Professor Muhammad Usman is Head of Quantum Systems and Principal Staff Member at CSIRO's Data61 which is Australia National Research Organisation. He has over 15 years of research and teaching experience in the field of quantum computing with a track-record of over 120 research papers in high-impact international journals. At CSIRO, Professor Usman is leading a team of over 20 researchers working at the forefront of quantum algorithms, quantum software engineering, and quantum security.
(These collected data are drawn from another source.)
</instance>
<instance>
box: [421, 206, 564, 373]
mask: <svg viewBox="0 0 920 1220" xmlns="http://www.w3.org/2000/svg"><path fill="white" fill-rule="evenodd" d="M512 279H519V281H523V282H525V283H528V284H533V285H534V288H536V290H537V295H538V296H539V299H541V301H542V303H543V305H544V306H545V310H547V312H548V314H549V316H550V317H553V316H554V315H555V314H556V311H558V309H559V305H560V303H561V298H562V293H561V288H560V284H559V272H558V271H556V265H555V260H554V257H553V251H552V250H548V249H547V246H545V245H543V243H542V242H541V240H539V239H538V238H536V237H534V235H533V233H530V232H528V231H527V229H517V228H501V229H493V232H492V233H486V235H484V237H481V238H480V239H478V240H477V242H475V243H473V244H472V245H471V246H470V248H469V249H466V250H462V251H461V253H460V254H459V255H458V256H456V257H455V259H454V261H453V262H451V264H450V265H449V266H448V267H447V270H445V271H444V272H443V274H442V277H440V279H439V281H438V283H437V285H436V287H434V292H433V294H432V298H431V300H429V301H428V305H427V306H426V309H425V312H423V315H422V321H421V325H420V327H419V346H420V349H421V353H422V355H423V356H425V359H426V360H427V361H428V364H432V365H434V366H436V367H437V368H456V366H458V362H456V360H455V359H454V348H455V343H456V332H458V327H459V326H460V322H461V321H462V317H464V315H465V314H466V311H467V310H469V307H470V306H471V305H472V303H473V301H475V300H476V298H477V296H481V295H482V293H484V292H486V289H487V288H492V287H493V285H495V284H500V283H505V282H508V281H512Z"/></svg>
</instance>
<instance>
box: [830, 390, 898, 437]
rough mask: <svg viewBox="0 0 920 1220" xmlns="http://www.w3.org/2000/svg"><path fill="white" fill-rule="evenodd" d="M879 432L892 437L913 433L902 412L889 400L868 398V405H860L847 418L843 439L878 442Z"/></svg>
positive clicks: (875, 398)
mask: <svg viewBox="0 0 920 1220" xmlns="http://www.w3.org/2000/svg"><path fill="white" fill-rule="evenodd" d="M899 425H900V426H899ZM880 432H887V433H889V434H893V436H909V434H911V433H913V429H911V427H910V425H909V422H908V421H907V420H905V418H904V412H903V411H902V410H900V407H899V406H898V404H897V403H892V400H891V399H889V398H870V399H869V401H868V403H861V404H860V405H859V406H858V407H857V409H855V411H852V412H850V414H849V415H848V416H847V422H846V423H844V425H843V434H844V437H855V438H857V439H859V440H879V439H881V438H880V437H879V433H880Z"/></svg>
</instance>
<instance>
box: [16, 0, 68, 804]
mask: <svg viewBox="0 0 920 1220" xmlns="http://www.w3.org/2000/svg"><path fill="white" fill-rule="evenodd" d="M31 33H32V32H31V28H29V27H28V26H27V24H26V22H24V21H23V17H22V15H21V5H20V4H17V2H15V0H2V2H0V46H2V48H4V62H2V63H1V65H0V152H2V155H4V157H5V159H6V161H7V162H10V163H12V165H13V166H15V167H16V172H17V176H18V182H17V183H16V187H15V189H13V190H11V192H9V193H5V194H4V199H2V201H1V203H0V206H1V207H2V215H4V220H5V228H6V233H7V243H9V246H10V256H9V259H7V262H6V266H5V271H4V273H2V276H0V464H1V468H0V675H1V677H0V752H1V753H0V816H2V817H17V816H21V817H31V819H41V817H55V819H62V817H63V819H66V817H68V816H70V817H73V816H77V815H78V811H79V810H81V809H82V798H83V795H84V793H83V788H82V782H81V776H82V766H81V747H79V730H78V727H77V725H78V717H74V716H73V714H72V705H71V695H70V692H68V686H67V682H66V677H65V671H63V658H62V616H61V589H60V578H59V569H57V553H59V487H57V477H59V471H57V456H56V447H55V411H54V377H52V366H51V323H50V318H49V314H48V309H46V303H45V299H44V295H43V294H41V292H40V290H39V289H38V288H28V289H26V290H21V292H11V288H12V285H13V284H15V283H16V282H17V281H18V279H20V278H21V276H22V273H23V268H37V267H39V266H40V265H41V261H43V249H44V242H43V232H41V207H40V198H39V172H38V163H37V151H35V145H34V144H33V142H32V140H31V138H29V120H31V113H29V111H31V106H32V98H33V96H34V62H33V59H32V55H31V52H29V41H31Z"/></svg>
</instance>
He is a fellow of the Australian Institute of Physics and serves on the executive editorial boards of two international journals (Nature Scientific Reports and IOP Nano Futures), a committee member of Standards Australia to help in standardisation of quantum technologies and have academic affiliations at the University of Melbourne and RMIT University. Professor Usman is the chair of organising committee of international conference on Quantum Techniques in Machine Learning 2024 (now serves on the Steering Committee), has delivered numerous invited talks in international conferences and has been invited on several panel discussions at national and international meetings. He was received the State of Victoria iAward 2024, Innovative of the Year 2023 Award by Defence Industry, Winner of the Australian Army Quantum Technology Challenge in three years in a row (2021, 2022 and 2023), Rising Stars in Computational Materials Science by Elsevier in 2020, and Dean's Award for Excellence in Research (Early Career) at the University of Melbourne in 2019. Professor Usman is a recipient of prestigious international research fellowships from Fulbright USA (20005-2010) and DAAD Germany in 2010. Professor Usman is a passionate quantum educator and has been promoting quantum education among school children as part of the CSIRO's STEM Scientists in Schools program.

作者簡介(中文翻譯)

穆罕默德·烏斯曼教授是澳洲國家研究機構CSIRO的Data61部門的量子系統負責人及主要成員。他在量子計算領域擁有超過15年的研究和教學經驗,並在高影響力的國際期刊上發表了超過120篇研究論文。在CSIRO,烏斯曼教授領導著一支由20多位研究人員組成的團隊,專注於量子演算法、量子軟體工程和量子安全的前沿研究。他是澳洲物理學會的會員,並擔任兩本國際期刊(《Nature Scientific Reports》和《IOP Nano Futures》)的執行編輯委員會成員,還是澳洲標準協會的委員,協助量子技術的標準化,並在墨爾本大學和RMIT大學擁有學術聯繫。烏斯曼教授是2024年國際會議「量子技術在機器學習中的應用」的組織委員會主席(目前擔任指導委員會成員),並在多個國際會議上發表了多場受邀演講,還受邀參加多個國內外會議的專題討論。他於2024年獲得維多利亞州iAward,2023年獲得國防工業年度創新獎,連續三年(2021、2022和2023年)贏得澳洲陸軍量子技術挑戰賽,2020年被Elsevier評選為計算材料科學的明日之星,並於2019年在墨爾本大學獲得研究卓越獎(早期職業)。烏斯曼教授是美國富布賴特(Fulbright USA,2005-2010)和德國DAAD於2010年頒發的國際研究獎學金的獲得者。他是一位熱情的量子教育者,並作為CSIRO的STEM科學家進入學校計畫的一部分,推廣量子教育給學童。